Guys I'm trying to install SpamAssassin 3.2.5 and I keep getting this error I don't understand why
I have perl5.8.9 installed on my machine
can anyone help me out?


----------



## anthony911 (Jul 28, 2009)

I believe I found the error
I did perl-after-upgrade portmaster -f p5*
it rearranged some packages and now I tried to run the install again and it is working
It asked me to fetch the new rules I put yes..what rules is it asking for?


----------



## DutchDaemon (Jul 28, 2009)

The Spamassassin rulesets that determine which messages contain spam patterns. See sa-update(1). They're in /usr/local/share/spamassassin, I believe.


----------



## anthony911 (Jul 29, 2009)

Ok all seems to be well dutchdaemon
my final question is (maybe the command just changed in 7.2)
but in 6.1 i had a command called touch /reconfigure
this command in 7.2 does nothing...did it change from release 6.1 to 7.2?


----------



## DutchDaemon (Jul 29, 2009)

Never heard of it (what is the exact command?). What is that command supposed to be doing?


----------



## SirDice (Jul 29, 2009)

The command `# touch /reconfigure` will create an empty file called reconfigure on the root file system.

It's used on Sun Solaris boxes when you change hardware, after a reboot the system would reconfigure itself. 
It never did anything (besides obviously creating the file) on FreeBSD


----------



## anthony911 (Jul 29, 2009)

i see so it actually did nothing?


----------



## DutchDaemon (Jul 29, 2009)

Not on FreeBSD, no. I'm wondering what makes you conclude that it works no longer.

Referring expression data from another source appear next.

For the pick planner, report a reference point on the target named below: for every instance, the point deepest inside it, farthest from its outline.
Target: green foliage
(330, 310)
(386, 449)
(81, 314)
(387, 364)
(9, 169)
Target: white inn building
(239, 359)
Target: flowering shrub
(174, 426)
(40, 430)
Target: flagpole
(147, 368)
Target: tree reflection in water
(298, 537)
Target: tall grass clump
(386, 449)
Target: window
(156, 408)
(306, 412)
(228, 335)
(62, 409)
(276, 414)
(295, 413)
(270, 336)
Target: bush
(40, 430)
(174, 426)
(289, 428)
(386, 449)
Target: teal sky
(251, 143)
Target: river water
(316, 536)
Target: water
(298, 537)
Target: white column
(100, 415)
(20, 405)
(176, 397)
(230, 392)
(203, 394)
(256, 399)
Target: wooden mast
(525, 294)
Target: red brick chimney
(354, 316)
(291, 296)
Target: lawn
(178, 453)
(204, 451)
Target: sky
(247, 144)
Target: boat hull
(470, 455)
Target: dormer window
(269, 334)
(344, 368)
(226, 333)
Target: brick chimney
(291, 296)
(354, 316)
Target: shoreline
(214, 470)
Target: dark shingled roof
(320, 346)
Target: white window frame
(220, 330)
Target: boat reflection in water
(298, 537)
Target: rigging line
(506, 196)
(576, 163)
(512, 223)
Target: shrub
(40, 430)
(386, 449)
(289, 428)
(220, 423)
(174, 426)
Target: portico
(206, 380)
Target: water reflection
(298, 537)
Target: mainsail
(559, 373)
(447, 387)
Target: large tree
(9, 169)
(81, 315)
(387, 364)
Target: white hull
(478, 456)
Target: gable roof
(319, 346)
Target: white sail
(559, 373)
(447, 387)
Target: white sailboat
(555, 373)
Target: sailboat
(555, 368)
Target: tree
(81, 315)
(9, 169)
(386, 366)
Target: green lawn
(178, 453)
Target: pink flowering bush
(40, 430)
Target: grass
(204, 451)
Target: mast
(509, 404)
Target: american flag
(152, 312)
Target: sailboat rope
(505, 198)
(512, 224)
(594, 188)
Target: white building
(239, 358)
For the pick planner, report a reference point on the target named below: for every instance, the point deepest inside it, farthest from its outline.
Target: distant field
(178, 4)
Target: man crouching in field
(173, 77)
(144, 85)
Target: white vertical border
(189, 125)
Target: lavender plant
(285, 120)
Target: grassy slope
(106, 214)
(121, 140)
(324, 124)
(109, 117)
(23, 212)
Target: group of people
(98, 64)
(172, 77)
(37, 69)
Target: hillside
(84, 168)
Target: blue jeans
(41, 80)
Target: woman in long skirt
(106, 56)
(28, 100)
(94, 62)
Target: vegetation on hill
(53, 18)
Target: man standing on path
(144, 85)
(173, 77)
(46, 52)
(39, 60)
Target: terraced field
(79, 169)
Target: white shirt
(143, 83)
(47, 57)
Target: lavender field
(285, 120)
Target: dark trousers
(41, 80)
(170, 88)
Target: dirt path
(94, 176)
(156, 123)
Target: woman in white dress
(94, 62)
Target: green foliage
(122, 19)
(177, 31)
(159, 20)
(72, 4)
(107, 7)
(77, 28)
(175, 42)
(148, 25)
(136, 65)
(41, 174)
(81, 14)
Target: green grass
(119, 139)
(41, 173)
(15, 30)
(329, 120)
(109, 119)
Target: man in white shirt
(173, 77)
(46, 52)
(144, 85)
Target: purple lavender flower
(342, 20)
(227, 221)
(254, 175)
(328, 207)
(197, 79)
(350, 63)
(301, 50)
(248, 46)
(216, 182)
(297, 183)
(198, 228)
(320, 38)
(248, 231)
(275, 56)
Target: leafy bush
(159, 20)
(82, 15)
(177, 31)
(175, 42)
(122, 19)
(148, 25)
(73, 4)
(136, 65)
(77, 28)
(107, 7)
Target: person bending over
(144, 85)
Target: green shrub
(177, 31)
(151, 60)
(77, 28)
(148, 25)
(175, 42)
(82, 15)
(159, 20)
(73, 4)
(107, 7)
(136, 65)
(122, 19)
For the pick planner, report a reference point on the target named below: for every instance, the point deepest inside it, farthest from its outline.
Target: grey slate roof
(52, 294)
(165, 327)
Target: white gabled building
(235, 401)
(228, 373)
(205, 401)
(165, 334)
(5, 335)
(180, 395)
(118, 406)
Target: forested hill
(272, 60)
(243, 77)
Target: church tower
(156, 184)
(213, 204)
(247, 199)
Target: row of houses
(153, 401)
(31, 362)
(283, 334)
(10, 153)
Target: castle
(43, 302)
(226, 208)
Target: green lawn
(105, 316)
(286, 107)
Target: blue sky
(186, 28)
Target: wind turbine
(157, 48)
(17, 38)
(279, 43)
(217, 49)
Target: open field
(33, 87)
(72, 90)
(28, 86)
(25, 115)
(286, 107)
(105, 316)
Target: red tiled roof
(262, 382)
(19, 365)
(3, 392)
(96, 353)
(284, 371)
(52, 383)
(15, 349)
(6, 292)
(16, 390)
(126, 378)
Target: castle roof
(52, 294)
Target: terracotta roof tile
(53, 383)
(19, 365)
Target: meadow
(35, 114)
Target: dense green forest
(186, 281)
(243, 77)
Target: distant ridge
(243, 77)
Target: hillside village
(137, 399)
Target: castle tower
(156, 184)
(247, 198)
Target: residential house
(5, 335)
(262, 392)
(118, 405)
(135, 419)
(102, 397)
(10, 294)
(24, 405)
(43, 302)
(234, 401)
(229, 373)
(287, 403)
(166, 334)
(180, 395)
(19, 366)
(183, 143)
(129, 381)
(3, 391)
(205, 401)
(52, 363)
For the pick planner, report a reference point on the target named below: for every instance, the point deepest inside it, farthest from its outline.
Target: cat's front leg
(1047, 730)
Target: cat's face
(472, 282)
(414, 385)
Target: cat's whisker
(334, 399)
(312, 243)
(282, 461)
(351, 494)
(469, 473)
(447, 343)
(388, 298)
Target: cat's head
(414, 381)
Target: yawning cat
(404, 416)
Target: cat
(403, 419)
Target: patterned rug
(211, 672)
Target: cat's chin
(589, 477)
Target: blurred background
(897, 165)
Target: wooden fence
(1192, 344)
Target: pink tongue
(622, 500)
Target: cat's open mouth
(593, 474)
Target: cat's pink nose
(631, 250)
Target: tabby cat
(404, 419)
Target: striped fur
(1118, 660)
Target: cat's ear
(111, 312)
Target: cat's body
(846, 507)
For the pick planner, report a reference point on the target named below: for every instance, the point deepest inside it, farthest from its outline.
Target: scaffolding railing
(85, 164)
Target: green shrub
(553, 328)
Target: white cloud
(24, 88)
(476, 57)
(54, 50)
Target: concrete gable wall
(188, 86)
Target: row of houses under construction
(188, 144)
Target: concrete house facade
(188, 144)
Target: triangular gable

What did you see happening on 6.1?


----------



## anthony911 (Jul 29, 2009)

Well let's say I made some kind of change in my whitelist or blacklist on my spam or I added a new user to my exchange or something I would normally have to do touch /reconfigure and then reboot my spambox in order for the changes to take effect.

I can give you the exact output that is displayed when I do touch /reconfigure I still have 6.1 somewhere


----------



## DutchDaemon (Jul 29, 2009)

Probably something that was scripted for that specific purpose (by someone with a Solaris background)? It's not uncommon for scripts to get triggered  by the presence of a certain file in a certain place at boot time. Look in the start-up directories and files (/etc/rc.conf.local, /etc/rc.local, /etc/rc.d/, /usr/local/etc/rc.d/, crontab, and thereabouts) for a script.


----------